Ogni anno gli emiliano romagnoli consumano due miliardi di metri cubi all’anno mentre ne finiscono dispersi in mare altri 6 miliardi, oltre all’ampio spreco idrico dovuto a tubature ormai inadeguate.
Oltre a ciò, dopo la legge regionale del 1999 che ha recepito il trasferimento delle competenze sull’acqua stabilite dalla legge Bassanini, la Regione ha allungato oltremodo la catena di gestione. Quella dei fiumi è passata all’agenzia della sicurezza del suolo e Protezione civile, sono diventante necessarie le autorizzazioni dell’Agenzia regionale per la protezione ambientale e ben otto sono Consorzi di bonifica oltre agli enti locali chiamati ad intervenire in particolari situazioni. In caso di aree protette, poi, diventa necessario anche il nulla osta dei vertici delle zone interessate. Snellire questa catena di comando, la più lunga esistente fra le regioni italiane, può e deve essere una priorità, ad esempio prevedendo un unico referente per ogni Bacino idrografico principale in modo da portare a compimento una governance sulle acque a catena corta.

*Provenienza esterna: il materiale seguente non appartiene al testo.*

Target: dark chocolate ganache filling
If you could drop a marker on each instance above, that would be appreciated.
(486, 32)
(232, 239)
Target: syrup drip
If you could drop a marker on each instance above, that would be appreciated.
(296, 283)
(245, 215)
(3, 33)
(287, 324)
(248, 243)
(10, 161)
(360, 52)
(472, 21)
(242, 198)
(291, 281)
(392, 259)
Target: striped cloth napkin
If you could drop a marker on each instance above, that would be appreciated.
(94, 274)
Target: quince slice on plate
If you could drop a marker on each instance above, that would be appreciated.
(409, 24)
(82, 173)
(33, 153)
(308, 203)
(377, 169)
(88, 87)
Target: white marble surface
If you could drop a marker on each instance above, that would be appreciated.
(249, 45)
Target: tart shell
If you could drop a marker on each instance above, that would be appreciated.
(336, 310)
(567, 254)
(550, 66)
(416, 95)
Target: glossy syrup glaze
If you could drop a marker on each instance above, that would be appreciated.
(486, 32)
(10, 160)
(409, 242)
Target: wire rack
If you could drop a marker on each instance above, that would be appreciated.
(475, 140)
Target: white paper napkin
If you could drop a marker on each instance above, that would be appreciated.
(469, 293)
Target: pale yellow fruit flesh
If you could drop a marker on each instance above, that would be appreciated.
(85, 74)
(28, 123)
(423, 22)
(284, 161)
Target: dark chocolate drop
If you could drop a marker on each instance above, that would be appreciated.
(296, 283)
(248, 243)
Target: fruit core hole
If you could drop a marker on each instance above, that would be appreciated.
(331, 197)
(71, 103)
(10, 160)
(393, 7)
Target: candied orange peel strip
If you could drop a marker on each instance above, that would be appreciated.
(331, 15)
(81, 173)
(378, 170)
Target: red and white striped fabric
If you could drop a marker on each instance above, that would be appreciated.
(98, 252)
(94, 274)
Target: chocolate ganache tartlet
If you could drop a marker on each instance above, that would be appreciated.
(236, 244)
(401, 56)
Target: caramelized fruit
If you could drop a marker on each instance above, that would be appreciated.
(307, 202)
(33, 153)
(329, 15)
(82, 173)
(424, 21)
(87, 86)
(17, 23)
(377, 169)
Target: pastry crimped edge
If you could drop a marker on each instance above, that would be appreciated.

La sfida per il prossimo futuro è realizzare opere necessarie per mettere in sicurezza l’ambiente salvaguardandolo e valorizzando la risorsa idrica. Occorre mettere al centro delle politiche territoriali le persone e le loro competenze. Dobbiamo favorire un approccio sussidiario basato sulla competenza professionale oltre che sulla presenza degli agricoltori e dei soggetti economici che insistono sul territorio. Un approccio che premi la prevenzione e superi il sistema basato esclusivamente sui vincoli della pianificazione, sulle paralisi derivanti da una visione ambientalista ideologica, sul volontariato nella gestione delle emergenze e sull’assistenzialismo successivo agli eventi catastrofici.